Git uses SHA1, which is becoming increasingly broken. Using git-annex and signed commits, we can work around the weaknesses of SHA1, and let anyone who clones a repository verify that the data they receive is the same data that was originally commited to it.

This is recommended if you are storing any kind of binary files in a git repository.

Configuring git-annex

You need git-annex 6.20170228. Upgrade if you don't have it.

git-annex can use many types of backends and not all of them are secure. So, you need to configure git-annex to only use cryptographically secure hashes.

git annex config --set annex.securehashesonly true

Each new clone of the repository will then inherit that configuration. But, any existing clones will not, so this should be run in them:

git config annex.securehashesonly true

Signed commits

It's important that all commits to the git repository are signed. Use git commit --gpg-sign, or enable the commit.gpgSign configuration.

Use git log --show-signature to check the signatures of commits. If the signature is valid, it guarantees that all annexed files have the same content that was orignally committed.

Why is this more secure than git alone?

SHA1 collisions exist now, and can be produced using a common-prefix attack. See https://shattered.io/. Let's assume that a chosen-prefix attack against SHA1 will also become feasible too. However, a full preimage attack still seems unlikely, so we won't consider such attacks in the analysis below.

The reason that git-annex can work around git's problematic use of SHA1 is that git-annex uses other, stronger hashes of the contents of annexed files. For example, an annexed file may be a symlink to ".git/annex/objects/Ab/Cd/SHA256--eb45a55eb8756646e244e6c5f47349294568d58a9321244f4ee09a163da23a27".

Such a symlink is stored as a git blob object. The SHA1 of the git blobs are listed in a git tree object, and the git commit object contains the SHA1 of the tree. Finally, the commit object is gpg signed.

So, by checking the signature of a commit (git log --show-signature), you can verify that this is the same commit that was originally made to the repository. As far as the git developers know, there is no way to produce multiple colliding git tree objects (at least not without creating files with spectacularly ugly and long names), so you know that the tree object pointed to by the signed commit is the original one.

Now, what about the blob objects that the tree lists? If these blobs were regular git files, a SHA1 collision could mean your git repository does not contain the same file that was orignally committed, and the signed commit would not help.

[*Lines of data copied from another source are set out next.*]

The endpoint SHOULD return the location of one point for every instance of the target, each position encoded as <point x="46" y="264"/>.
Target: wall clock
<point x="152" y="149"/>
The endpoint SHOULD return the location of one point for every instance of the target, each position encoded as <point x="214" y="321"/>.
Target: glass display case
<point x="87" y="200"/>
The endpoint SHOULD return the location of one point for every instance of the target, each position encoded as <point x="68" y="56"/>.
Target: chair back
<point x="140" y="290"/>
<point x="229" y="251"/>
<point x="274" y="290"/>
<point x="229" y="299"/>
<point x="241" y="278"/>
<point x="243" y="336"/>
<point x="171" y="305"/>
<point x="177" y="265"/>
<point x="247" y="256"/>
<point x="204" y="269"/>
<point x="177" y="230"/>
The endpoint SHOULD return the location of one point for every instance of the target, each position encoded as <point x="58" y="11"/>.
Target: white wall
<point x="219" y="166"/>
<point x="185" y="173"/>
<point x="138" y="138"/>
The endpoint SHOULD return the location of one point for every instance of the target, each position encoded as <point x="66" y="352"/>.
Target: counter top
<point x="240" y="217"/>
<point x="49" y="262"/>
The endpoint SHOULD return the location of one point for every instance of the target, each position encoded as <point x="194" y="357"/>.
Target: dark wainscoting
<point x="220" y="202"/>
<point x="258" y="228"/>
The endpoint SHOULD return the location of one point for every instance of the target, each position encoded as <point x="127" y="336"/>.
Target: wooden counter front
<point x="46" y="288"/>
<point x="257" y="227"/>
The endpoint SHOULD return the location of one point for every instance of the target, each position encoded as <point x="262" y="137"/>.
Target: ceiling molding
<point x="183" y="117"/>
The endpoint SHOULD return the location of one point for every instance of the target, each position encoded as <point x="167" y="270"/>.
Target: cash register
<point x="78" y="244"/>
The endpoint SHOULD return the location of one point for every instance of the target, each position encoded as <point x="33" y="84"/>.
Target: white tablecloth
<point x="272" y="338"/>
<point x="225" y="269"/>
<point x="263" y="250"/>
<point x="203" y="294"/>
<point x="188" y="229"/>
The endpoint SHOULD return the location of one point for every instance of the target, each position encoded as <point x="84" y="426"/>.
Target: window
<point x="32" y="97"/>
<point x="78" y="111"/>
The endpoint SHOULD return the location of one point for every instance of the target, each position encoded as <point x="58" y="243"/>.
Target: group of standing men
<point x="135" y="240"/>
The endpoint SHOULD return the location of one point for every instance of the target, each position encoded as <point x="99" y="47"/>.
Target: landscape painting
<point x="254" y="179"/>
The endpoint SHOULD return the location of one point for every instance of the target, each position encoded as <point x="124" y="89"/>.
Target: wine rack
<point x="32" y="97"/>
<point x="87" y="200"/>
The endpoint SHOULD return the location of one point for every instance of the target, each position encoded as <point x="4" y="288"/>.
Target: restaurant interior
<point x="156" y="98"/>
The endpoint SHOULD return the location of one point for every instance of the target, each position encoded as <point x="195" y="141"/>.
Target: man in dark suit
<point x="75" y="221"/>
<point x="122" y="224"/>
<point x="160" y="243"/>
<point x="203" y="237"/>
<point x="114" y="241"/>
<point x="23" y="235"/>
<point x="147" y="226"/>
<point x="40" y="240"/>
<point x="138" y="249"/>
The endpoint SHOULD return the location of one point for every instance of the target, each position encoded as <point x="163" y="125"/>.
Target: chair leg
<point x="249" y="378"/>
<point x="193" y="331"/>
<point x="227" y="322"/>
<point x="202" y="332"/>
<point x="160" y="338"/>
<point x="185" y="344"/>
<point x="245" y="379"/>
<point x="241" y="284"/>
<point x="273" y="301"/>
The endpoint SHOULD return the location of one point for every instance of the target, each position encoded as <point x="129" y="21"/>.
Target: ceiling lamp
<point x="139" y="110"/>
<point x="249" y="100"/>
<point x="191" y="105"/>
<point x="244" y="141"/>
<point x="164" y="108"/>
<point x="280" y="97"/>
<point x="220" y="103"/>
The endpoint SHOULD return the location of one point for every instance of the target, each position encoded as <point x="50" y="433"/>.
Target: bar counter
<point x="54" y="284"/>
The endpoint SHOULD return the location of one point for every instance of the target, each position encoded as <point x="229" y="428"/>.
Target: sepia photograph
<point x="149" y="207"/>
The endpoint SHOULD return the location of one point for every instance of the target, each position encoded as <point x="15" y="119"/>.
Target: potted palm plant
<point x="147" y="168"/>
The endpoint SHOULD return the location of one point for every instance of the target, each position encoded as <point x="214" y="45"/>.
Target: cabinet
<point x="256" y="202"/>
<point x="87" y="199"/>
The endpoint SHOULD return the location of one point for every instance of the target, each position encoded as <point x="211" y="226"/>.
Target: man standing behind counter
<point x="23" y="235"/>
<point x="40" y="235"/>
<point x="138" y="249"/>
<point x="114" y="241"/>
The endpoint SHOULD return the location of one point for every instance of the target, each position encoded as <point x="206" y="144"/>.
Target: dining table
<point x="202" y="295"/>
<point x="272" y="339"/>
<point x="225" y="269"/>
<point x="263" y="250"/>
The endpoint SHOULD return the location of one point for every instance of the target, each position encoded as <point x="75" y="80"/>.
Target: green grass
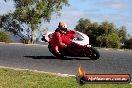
<point x="26" y="79"/>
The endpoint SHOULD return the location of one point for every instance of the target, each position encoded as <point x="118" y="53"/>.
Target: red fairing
<point x="62" y="39"/>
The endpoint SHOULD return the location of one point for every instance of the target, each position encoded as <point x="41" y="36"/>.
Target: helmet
<point x="63" y="27"/>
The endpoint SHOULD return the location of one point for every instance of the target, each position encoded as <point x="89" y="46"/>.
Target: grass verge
<point x="10" y="78"/>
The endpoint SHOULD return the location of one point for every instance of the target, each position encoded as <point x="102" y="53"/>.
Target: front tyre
<point x="93" y="53"/>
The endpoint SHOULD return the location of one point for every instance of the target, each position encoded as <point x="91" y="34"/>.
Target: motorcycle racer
<point x="59" y="34"/>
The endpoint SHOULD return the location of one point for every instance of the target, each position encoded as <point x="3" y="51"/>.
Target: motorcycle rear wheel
<point x="93" y="53"/>
<point x="51" y="49"/>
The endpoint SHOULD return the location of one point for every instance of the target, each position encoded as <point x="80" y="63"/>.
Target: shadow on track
<point x="53" y="57"/>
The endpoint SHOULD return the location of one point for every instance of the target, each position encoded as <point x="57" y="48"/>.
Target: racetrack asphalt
<point x="37" y="57"/>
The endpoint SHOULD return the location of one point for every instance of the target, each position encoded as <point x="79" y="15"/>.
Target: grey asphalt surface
<point x="39" y="58"/>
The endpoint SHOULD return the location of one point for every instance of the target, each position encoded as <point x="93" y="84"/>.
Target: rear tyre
<point x="51" y="49"/>
<point x="93" y="53"/>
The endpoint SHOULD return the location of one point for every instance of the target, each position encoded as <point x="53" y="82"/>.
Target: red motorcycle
<point x="78" y="45"/>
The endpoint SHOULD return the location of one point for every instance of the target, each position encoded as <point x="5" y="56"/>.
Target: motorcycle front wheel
<point x="93" y="53"/>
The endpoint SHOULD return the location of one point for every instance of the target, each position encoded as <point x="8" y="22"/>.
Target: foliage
<point x="29" y="14"/>
<point x="122" y="34"/>
<point x="104" y="35"/>
<point x="128" y="43"/>
<point x="4" y="37"/>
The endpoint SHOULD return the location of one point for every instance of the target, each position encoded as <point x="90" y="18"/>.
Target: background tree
<point x="122" y="34"/>
<point x="4" y="37"/>
<point x="128" y="43"/>
<point x="104" y="35"/>
<point x="30" y="13"/>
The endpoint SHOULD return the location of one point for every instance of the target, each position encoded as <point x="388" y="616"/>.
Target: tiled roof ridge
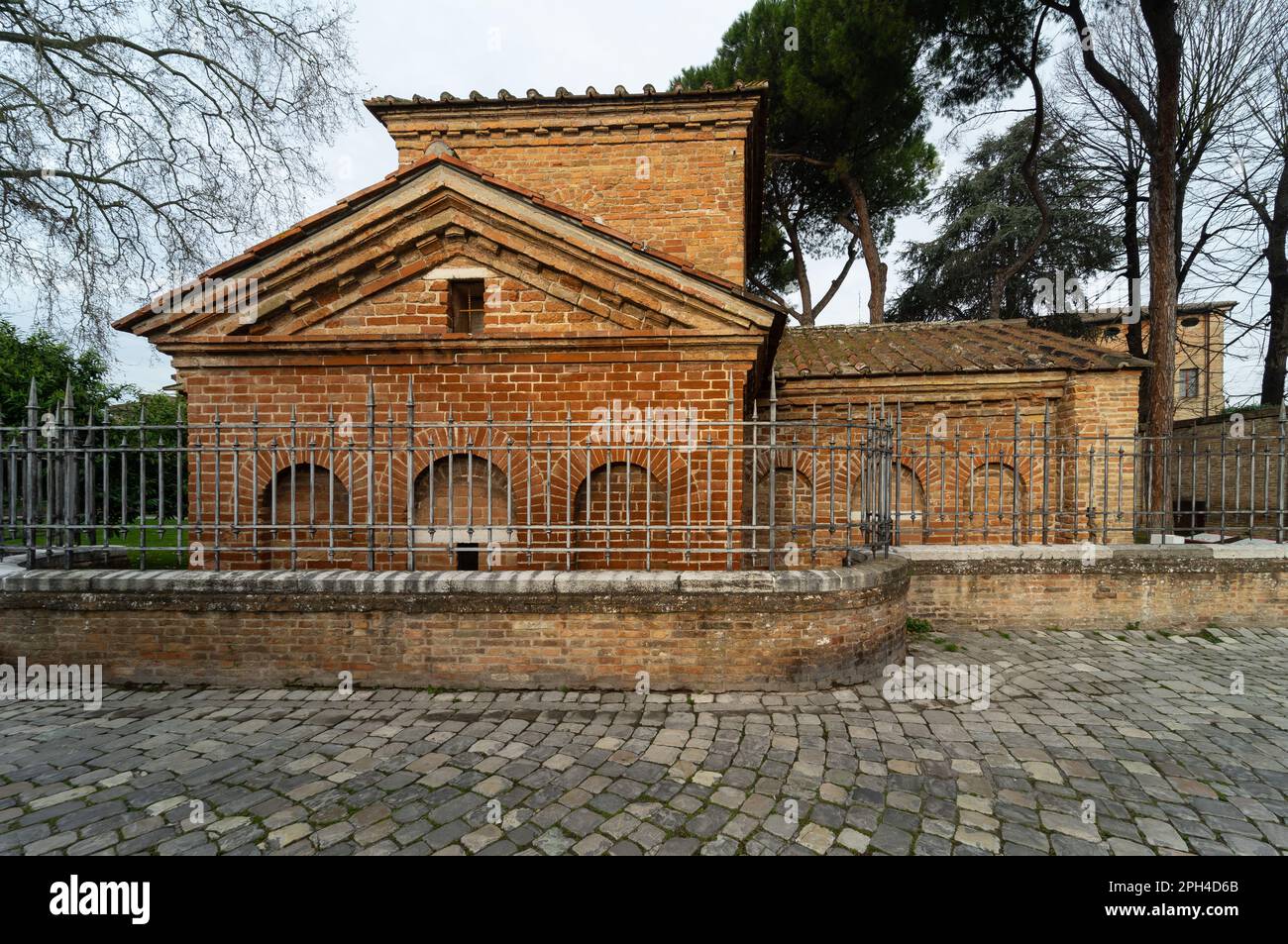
<point x="323" y="218"/>
<point x="562" y="94"/>
<point x="936" y="348"/>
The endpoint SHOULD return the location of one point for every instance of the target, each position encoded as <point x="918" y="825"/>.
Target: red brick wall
<point x="322" y="390"/>
<point x="1175" y="590"/>
<point x="978" y="484"/>
<point x="675" y="174"/>
<point x="835" y="629"/>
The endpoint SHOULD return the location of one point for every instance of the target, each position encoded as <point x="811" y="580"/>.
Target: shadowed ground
<point x="1144" y="728"/>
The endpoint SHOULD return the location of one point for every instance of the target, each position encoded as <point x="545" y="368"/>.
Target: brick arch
<point x="489" y="445"/>
<point x="257" y="471"/>
<point x="1003" y="510"/>
<point x="572" y="468"/>
<point x="643" y="504"/>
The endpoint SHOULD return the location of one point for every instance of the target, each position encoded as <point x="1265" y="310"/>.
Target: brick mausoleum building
<point x="434" y="349"/>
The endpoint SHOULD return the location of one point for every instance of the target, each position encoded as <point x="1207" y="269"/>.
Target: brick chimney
<point x="678" y="170"/>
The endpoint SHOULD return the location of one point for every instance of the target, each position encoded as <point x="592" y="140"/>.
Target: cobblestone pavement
<point x="1142" y="728"/>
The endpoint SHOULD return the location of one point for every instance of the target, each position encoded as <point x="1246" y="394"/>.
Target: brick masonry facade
<point x="679" y="171"/>
<point x="993" y="492"/>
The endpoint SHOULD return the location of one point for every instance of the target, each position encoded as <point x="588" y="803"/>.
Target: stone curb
<point x="430" y="582"/>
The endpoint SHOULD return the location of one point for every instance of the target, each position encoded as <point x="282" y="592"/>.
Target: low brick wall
<point x="707" y="631"/>
<point x="1179" y="587"/>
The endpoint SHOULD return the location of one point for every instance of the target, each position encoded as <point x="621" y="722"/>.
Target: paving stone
<point x="1170" y="768"/>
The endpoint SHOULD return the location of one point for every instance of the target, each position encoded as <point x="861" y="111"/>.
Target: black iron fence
<point x="1029" y="480"/>
<point x="387" y="487"/>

But, if the blob object is a git-annex symlink target, it has to contain the strong hash of the file content. If a SHA1 collision swaps in some other blob object, it will need to contain the strong hash of a different file's content. The current common-prefix attack cannot do that.

A chosen-prefix attack could make two strong hashes SHA1 the same, but it would need to include additional data after the hash to do it. Since git-annex version 6.20170224, there is no place for an attacker to put such data in a git-symlink target. (See ?sha1 collision embedding in git-annex keys for details of how this was prevented.)

So, we have a SHA1 chain from the gpg signature to the git-annex symlink target, and at no point in the chain is a SHA1 collision attack feasible. Finally, git-annex verifies the strong hash when transferring the content of a file into the repository (and git annex fsck verifies it too), and so the content that the symlink is pointing to must be the same content that was originally committed.